Chiquibul, National Park

Chiquibul National Park is Belize’s largest national park It is 264,000 acres and has approximately a perimeter of 345.5 Km The park is located in the Cayo District. The national park surrounds Caracol a Mayan city.  Caracol has been designated as an archaeological reserve and is not included within the park’s total area. Chiquibul Forest Reserve is adjacent to the park.

Chiquibul National Park was originally part of Chiquibul Forest Reserve, which was designated in 1956. In 1991, due to lobbying from conservationists, the three-quarters of the forest reserve that did not have active logging concessions was re-designated as a national park under Belize’s National Parks System Act. The park’s borders were re-defined in 1995. Caracol became surrounded by the national park.

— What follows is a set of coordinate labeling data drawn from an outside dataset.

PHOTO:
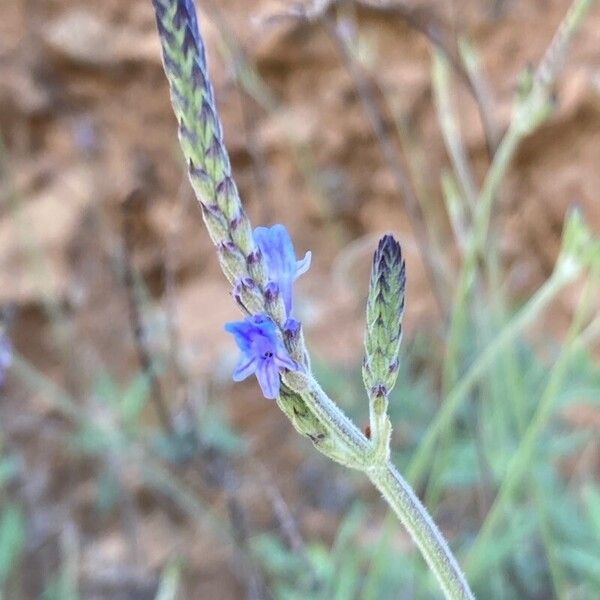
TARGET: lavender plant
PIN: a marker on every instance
(261, 266)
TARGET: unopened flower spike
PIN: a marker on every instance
(262, 353)
(280, 261)
(262, 267)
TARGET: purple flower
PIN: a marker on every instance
(263, 353)
(5, 356)
(278, 253)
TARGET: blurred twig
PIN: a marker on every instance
(136, 319)
(426, 22)
(367, 91)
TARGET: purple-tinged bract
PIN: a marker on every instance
(280, 260)
(5, 356)
(263, 353)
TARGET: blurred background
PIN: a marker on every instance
(130, 466)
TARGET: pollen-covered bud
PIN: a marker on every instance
(580, 248)
(385, 308)
(232, 260)
(248, 295)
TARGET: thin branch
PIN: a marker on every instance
(136, 319)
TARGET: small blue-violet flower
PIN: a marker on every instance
(279, 258)
(263, 353)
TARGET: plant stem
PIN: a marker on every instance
(415, 518)
(396, 491)
(461, 391)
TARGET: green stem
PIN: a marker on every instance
(521, 460)
(396, 491)
(461, 391)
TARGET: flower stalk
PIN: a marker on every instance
(262, 267)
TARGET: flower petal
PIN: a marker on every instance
(284, 361)
(245, 368)
(268, 379)
(278, 252)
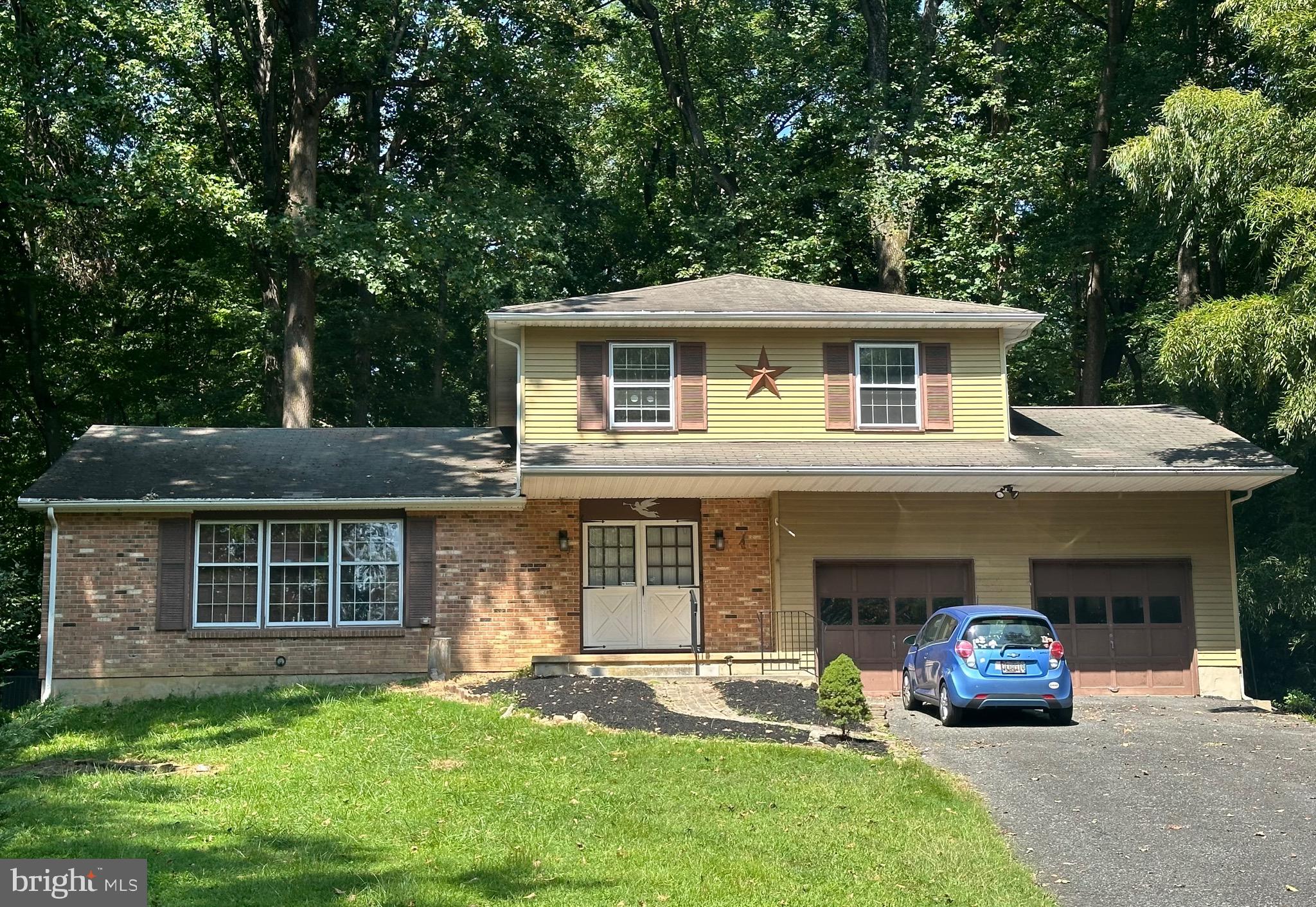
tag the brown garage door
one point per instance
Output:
(867, 608)
(1127, 626)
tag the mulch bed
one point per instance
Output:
(776, 702)
(870, 747)
(627, 705)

The western side of the park lies along Belize’s border with Guatemala. The park lies west of the Mayan Mountains. The park’s landscape includes south Vaca Plateau and eastern slopes of the Maya Mountains. Doyle’s Delight, the highest mountain in Belize, is located in the park. The park is located on a layer of limestone strata, the largest area of protected karst in Belize. The park incorporates portions of the Chiquibul Cave System, the longest known cave system in Central America. The cave system is made up of caves linked by water flows, including the Chiquibul River. The Chiquibul River flows through Belize, goes underground into the cave system, and resurfaces in Guatemala. The cave system includes the largest known underground passages and cave chamber discovered in the Western Hemisphere.


The forest has been mostly unbroken since the Maya left it centuries ago. The park has high biodiversity. Species found in the park include Keel-billed.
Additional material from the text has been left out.